また、東洋医学ではこの状態を「気血の滞り」と考えます。
本来スムーズに流れるはずの“気”や“血(けつ)”が首で滞ると、頭部への巡りが悪くなり、痛みや重だるさとして現れるのです。
首こりの原因は「姿勢」と「ストレス」
現代人の首こりの多くは、姿勢とストレスの影響を強く受けています。
・スマホを見る姿勢で首が前に出る「ストレートネック」
・長時間のパソコン作業による目と肩の緊張
・精神的なストレスで筋肉が常にこわばる
これらが積み重なると、筋肉が硬くなり、頭への血流が不足。
血液の中の酸素が届かなくなると、脳は「痛み」としてSOSを出すのです。
鍼灸が効く理由
鍼灸は、こり固まった筋肉をゆるめ、滞っていた血流を取り戻すことで、頭痛を根本から改善していきます。
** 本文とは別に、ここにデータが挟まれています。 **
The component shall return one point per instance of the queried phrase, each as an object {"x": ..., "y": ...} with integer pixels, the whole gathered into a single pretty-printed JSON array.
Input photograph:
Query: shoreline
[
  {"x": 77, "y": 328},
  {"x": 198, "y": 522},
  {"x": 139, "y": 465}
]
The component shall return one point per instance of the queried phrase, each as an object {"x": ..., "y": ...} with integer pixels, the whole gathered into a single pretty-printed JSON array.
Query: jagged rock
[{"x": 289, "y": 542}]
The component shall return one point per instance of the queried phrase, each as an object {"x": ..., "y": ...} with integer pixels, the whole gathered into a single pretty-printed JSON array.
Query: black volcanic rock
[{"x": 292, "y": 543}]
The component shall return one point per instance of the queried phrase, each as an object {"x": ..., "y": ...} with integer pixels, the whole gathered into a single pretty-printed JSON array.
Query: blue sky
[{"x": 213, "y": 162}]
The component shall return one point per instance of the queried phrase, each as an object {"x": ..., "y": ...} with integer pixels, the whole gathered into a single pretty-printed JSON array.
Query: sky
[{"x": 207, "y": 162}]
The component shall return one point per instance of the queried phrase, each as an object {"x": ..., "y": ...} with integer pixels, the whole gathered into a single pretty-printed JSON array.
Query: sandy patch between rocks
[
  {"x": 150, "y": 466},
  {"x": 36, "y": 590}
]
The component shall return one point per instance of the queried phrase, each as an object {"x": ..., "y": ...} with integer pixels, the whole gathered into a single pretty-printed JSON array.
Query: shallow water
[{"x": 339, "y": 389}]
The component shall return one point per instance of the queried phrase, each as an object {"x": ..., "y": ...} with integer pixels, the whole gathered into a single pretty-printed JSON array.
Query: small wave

鍼をすると筋肉が一時的に刺激され、脳が「この部分を修復しよう」と反応します。
その結果、血液が集まり、筋肉がやわらかくなる。
さらに、自律神経のバランスも整うため、緊張型頭痛だけでなく、ストレス由来の頭痛にも効果的です。
また、ツボを使うことで全身の巡りも改善します。
首だけを施術するのではなく、「足」や「手」にあるツボを併用することで、体全体のバランスを整えるのが鍼灸の特徴です。
よく使われるツボ
風池(ふうち)
後頭部のくぼみにあり、頭痛・目の疲れ・肩こりに。
天柱(てんちゅう)
首の太い筋肉の外側にあり、血流を促してこりをほぐす。
合谷(ごうこく)
手の親指と人差し指の間。首や頭の痛みに効果的。
肩井(けんせい)
肩の真ん中あたり。首・肩の緊張を和らげる。
これらのツボを組み合わせ、症状の出方に合わせて刺激していくことで、筋肉の緊張を解き、痛みを和らげていきます。
鍼灸の後に感じる変化
施術後は、
・頭が軽くなった
・目がスッキリした
・首の可動域が広がった
などの変化を感じる方が多くいらっしゃいます。
一度でスッキリする方もいますが、長年のこりがある場合は、数回かけてゆっくり緩めていくことが大切です。
体が慣れてくると、自然と頭痛の頻度も減っていきます。

東洋医学でみる首こり頭痛
東洋医学では、首のこりや頭痛を「気滞(きたい)」や「瘀血(おけつ)」と呼びます。
気滞とは“気が滞る”状態。ストレスや感情の抑圧で起こりやすく、肩や首の張り、イライラ、頭痛などを伴います。
瘀血とは“血の巡りが悪くなった状態”で、冷えや慢性的な疲労から起こることが多いです。
鍼灸では、滞った気や血を動かし、「通じれば痛み止む」という考え方で治療します。
セルフケアのポイント
鍼灸と併せて、日常のケアも大切です。
・首や肩を温める(蒸しタオルなど)
・デスクワークの合間に首をゆっくり回す
・スマホを見る時間を減らす
・寝る前の深呼吸でリラックス
これらを続けることで、首の緊張が減り、頭痛の予防にもつながります。
まとめ
首こりからくる頭痛は、単なる「筋肉のこり」ではなく、血流や神経、自律神経のバランスの乱れが関係しています。
薬で一時的に痛みを抑えることはできますが、根本的な改善には“体のめぐり”を整えることが大切です。
鍼灸は、こりの奥深くにアプローチしながら、自律神経と血流の両方を調整できる治療法。
「首が軽くなると、頭もスッキリする」——
そんな変化を感じたい方にこそ、鍼灸はおすすめです。